At just 13 years old, Zulaikha Patel became a force to be reckoned when she and her other black schoolmates stood up against their school’s anti-Black policies that prevented African girls from wearing their indigenous hair as afros. The march, which was led by Patel, did not only lead to a change in Pretoria Girls High’s hair policy, but also led to an inquiry into allegations of racism at the school.
Now, almost 6 years later, the 19-year-old activist has written a children’s book titled My Coily Crowny Hair to make sure that no black child ever feels inferior about their hair but rather embraces and falls in love with it.
She speaks to TRUELOVE about the book and the journey of creating it.
Please tell us a bit more about your book?
The book is called My Coily Crowny Hair and is drawn through the eyes of 7-year-old Lisakhanya who is the main character. She is on a self-love journey where she explores her identity while wearing different African hairstyles which originate from different African cultures. She does all of this through her mother and grandmother, who both teach her more about her hair. She also has the influence of an African queen whom she gets to know of after a trip to the museum. She becomes inspired to love her hair more. In short, the book is about identity, hair, culture as well as taking self-pride and understanding your self-worth.

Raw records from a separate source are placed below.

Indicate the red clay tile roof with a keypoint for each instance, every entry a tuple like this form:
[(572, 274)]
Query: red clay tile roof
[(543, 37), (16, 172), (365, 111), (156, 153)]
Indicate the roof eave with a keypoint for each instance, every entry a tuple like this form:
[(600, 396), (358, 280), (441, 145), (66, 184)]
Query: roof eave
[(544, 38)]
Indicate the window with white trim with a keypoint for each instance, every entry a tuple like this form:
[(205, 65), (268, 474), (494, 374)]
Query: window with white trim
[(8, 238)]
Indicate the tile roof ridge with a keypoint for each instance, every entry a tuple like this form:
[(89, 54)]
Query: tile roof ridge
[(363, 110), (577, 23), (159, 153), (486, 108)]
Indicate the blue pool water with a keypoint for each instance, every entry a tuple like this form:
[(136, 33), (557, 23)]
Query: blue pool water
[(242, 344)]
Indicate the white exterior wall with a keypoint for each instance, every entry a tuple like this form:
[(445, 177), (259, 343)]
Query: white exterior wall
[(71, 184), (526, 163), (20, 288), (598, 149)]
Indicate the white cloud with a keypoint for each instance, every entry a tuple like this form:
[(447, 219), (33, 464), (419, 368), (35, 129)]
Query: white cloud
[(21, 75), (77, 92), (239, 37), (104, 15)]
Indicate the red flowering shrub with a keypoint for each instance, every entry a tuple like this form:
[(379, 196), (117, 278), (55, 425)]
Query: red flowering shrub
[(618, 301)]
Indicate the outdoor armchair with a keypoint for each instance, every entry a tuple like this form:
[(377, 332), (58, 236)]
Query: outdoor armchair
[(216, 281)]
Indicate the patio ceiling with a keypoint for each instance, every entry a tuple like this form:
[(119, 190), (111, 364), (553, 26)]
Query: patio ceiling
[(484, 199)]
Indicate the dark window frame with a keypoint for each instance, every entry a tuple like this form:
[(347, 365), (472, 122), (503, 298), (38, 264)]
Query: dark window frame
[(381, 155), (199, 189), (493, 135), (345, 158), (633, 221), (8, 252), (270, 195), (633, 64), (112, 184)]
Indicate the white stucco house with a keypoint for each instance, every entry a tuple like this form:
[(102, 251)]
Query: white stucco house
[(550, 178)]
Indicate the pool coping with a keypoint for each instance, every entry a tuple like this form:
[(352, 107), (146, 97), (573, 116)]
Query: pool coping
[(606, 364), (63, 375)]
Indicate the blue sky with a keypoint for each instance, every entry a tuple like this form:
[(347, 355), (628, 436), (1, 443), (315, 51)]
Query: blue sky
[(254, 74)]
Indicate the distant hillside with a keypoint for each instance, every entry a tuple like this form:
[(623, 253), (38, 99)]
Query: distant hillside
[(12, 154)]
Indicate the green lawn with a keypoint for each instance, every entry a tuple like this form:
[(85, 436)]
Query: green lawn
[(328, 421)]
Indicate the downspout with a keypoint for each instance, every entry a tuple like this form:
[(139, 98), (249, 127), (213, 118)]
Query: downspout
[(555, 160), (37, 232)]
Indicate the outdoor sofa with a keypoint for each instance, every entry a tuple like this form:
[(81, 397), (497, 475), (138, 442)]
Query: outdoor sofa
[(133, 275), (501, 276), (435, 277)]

What inspired the idea behind the book?
My love for literature from when I was a child. I was exposed to literature very early and at the age of four I had started reading. By the time I was in primary school I was already a fluent reader and one thing I realised is the gap in representation in children’s literature.
During my childhood there wasn’t representation in children’s literature for us African children. The books that were available were Snow White and Cinderella and the majority of the characters had blonde hair and blue eyes which I couldn’t relate to. So because of that, I knew that one day I would write a book and dedicate my first book to children.
What message would you like the book to spread?
I would love for it to affirm the existence of young, African girl-children. They need to know that they can do anything and everything they want to do while standing firmly in their natural hair. I want black girls across the world to know that their existence is purely magical and I want them to have their worth affirmed as well as their identity.
How was the writing process for you?
It took two years to finish the book because I started writing it in May 2019 when I was in grade 11. The writing process was a bit challenging because it was the first time that I’d be speaking to really young children. I had to break down all these ideologies of pan-Africanism, the natural hair movement, African pride and feminism to children and make sure that a child would understand it and that is where the challenge was.
Through the journey I learnt ways of making a child understand those things. Simple things like representation also go a long way. If a child opens a book to see a character with a phondo, a doek, bantu knots and its (the hairstyles) names not being diluted to English, they’ll be familiar with such terms that are African and feel more comfortable. To see a black teacher in the story would affirm the child’s existence.
I also deliberately worked with a black female publisher and that had challenges of its own, given the systemic racism and sexism that still exists but nonetheless, we were able to push on and make sure that we reach a victory.
Seeing that the book’s themes include feminism, women empowerment and issues that black women face on a daily basis, would you say that adults would also enjoy the book?
Yes, definitely! One of the things I intended with this book was to create meaningful conversations between parents and children, older siblings and younger siblings and so on about hair and self-care. For far too long we’ve shied away from the conversations about black hair like how care for our hair properly in a manner which doesn’t bring pain. So, I believe that adults will also enjoy the book and learn from it.
Can we expect more books from you?
Yes, I’ve begun the process of writing two manuscripts of which one will be another children’s book that has the same mandate of bringing representation onto the table. I also am planning to write my memoir which might come at a later stage, once I’ve exited my teen years. The memoir will document my journey given that my entrance to my teenage years was also my entrance to activism as well as the social justice world.
The book is currently available for pre-order and will be available in all CNA stores from the second week of May.